Complications of stents include migration, formation of granulation tissue, mucostasis and stent fracture [89]. In general, the rate of complications increases the longer the stent is left in place [89]. In patients undergoing definitive treatment with chemotherapy and/or radiation in which the stent was used as an adjunct therapy, close follow-up is warranted to assess for complications and potentially remove the stent if the patient has shown response to treatment. In those patients in whom stents were placed purely for palliation pursuing a comfort-based approach, the stents are often left in place indefinitely given short life expectancy.

Future directions

As with other facets of cancer management, bronchoscopic techniques for NSCLC continue to evolve and progress. The past few decades have seen numerous innovations in image-guided bronchoscopy to improve access to peripheral pulmonary nodules. From radial-probe EBUS to electromagnetic navigation (EMN) bronchoscopy, access to peripheral pulmonary nodules via bronchoscopy has continued to improve [90]. The newest iteration of image-guided bronchoscopy is robotic bronchoscopy, where platforms that combine advanced imaging guidance techniques with automated scopes capable of reaching the periphery of the lungs are used to access lesions previously deemed out of reach of conventional bronchoscopic techniques [91]. Initial feasibility studies are promising, even when compared to advanced techniques such as EMN bronchoscopy [91–94]. Robotic and EMN bronchoscopy have traditionally been employed as diagnostic modalities, but great interest exists in leveraging these technologies to apply therapeutic modalities for patients with peripheral nodules who cannot undergo surgical resection. For example, EMN bronchoscopy has been used in animal models to successfully deliver PDT to peripheral lesions [36]. Likewise, image-guided bronchoscopy has been used to deliver radiofrequency ablation to peripheral targets in patients with stage I NSCLC who were deemed not surgical candidates, with good results [95].

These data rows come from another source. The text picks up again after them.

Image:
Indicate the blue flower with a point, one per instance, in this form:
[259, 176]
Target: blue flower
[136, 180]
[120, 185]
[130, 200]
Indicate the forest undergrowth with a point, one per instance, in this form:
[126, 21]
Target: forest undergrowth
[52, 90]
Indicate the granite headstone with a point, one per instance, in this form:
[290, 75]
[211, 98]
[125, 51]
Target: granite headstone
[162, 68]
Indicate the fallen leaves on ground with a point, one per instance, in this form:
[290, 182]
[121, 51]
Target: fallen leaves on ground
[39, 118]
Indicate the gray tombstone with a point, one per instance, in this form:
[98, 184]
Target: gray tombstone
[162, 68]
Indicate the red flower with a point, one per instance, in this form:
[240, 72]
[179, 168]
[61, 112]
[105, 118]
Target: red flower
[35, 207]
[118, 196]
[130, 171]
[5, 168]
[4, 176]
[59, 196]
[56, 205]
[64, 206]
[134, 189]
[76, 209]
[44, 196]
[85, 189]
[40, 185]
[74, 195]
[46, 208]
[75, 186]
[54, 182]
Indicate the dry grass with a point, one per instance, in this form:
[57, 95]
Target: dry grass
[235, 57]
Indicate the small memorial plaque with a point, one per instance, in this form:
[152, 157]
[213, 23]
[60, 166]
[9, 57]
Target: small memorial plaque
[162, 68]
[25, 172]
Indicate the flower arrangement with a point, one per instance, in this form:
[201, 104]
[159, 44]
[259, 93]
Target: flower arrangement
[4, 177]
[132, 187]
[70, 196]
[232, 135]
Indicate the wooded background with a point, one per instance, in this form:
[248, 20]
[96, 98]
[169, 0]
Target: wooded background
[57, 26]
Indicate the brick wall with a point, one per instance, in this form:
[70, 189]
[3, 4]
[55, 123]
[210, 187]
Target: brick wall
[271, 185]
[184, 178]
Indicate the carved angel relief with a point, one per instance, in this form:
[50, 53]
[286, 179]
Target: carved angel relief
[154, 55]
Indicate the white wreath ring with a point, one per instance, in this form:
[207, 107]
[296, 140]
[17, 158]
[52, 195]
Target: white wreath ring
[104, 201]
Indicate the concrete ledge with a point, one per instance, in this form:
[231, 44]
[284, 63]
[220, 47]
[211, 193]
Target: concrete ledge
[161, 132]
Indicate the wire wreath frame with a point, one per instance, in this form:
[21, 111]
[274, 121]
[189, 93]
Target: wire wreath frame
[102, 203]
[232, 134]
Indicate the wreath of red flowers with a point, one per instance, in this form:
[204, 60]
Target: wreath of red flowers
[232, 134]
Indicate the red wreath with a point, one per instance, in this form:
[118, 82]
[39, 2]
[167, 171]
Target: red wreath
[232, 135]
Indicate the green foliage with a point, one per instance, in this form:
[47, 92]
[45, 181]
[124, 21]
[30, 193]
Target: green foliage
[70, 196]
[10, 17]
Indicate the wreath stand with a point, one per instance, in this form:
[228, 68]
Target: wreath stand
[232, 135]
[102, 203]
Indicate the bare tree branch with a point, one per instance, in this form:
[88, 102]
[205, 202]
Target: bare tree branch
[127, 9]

Other methods include localised injection, as opposed to systemic administration, of chemotherapeutic agents into tumour tissue [96]. While this technique has shown feasibility, long-term efficacy is not yet known. Personalised airway stents are another area of significant interest. Though not studied extensively in patients with NSCLC, three-dimensional printing to create individualised stents has been used in selected patients with some success [97, 98]. Likewise, biodegradable stents have been used in limited patients with benign disease states to prevent complications of stenting in patients who require longer term airway support [99, 100]. Whether such technologies offer a significant benefit over conventional airway stents in patients with malignant obstruction remains to be seen.

Conclusion

In conclusion, patients with unresectable NSCLC often require a multimodal approach to treatment that includes chemotherapy, radiation and potentially bronchoscopic intervention. Bronchoscopic techniques have evolved over the past several decades. PDT and brachytherapy are widely accepted techniques in appropriately selected patients. Various endobronchial ablative techniques may be employed for patients suffering from symptoms of malignant airway obstruction, although they are rarely considered definitive therapy. Select patients with malignant airway obstruction may benefit from airway stenting, most likely in combination with ablative techniques. As technology continues to progress, new modalities continue to emerge, particularly for patients with peripheral lung tumours who are not surgical candidates. The treatment landscape for patients should expand as newer investigational techniques become more widely available.

Footnotes

  • Provenance: Commissioned article, peer reviewed.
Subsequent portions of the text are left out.